The youngest patient to undergo the procedure in Toronto was just 5, said Dr. Michaeli, who added that a hospital in Montreal offers the novel technique as well. Most of the parents she’s dealt with are excited to hear that freezing their daughter’s ovarian tissue is even a possibility.

Kelly Wilson Cull, director of advocacy for the Canadian Cancer Society, said her organization is urging provincial and territorial governments to publicly fund ovarian tissue freezing along with a broad range of fertility services for cancer patients. As it stands, coverage differs from province to province.

“Cancer patients are just experiencing such a tremendous toll from an emotional, physical and psychosocial perspective,” Ms. Wilson Cull said. “So adding the weight of fertility services really compounds all of that.”

In Alberta, where the nine-year-old girl had her ovarian tissue frozen in 2021, the office of Health Minister Adriana LaGrange said by e-mail that fertility procedures “are not covered at this time,” because the province’s health plan only covers “medically required physician and hospital services.”

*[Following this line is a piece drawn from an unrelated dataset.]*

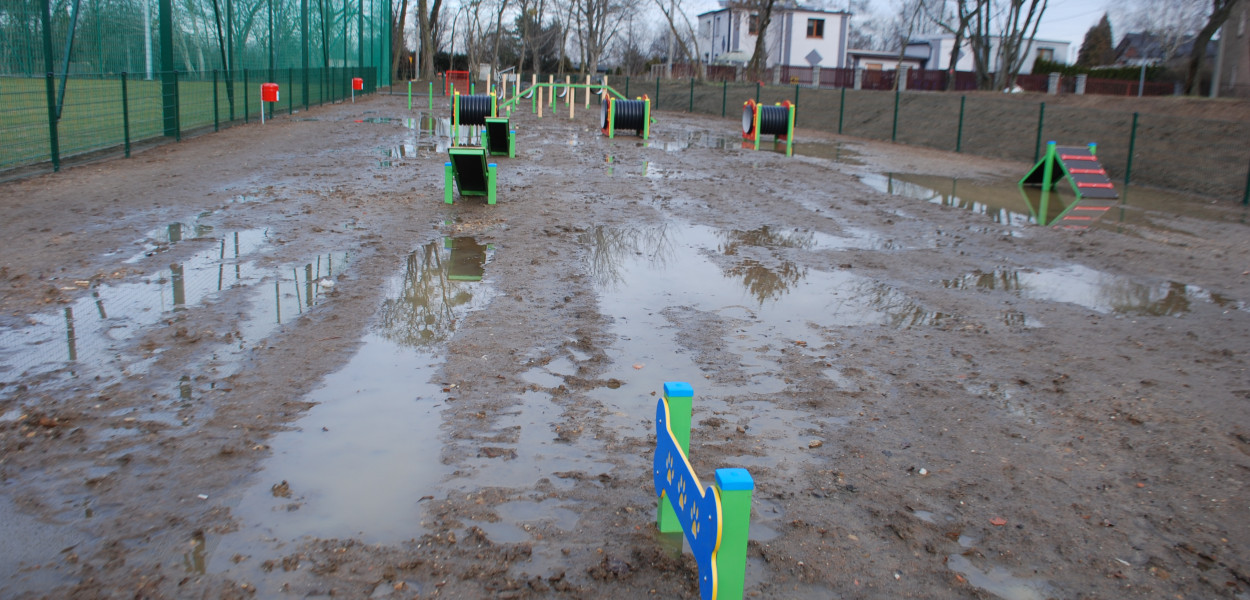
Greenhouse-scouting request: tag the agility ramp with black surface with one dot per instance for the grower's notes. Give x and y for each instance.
(470, 173)
(1095, 193)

Despite that, the father – whose story the University of Calgary made public this week – did not have to pay the approximately $3,000 Dr. Foong said it would have cost to harvest and freeze the girls’ ovaries. The hospital agreed to cover it, something Dr. Michaeli of Mount Sinai said her hospital, along with SickKids, has decided to do, too.

However, the Alberta father is doling out about $750 a year for storage of his daughter’s ovarian tissue, a price he is willing to pay even though her odds of conceiving a biological child are longer than those of other girls in a similar boat.

Reimplanting her ovarian tissue would be too dangerous because of her genetic mutation, he explained. But doctors told him there is good reason to hope that by the time his daughter is grown, scientists will have figured out how to stimulate her ovarian tissue to produce eggs in a lab that could be screened for the mutation before implantation.

“The doctor really believed that it was worth a shot,” he said, “so much so that they offered the procedure at no cost to me.”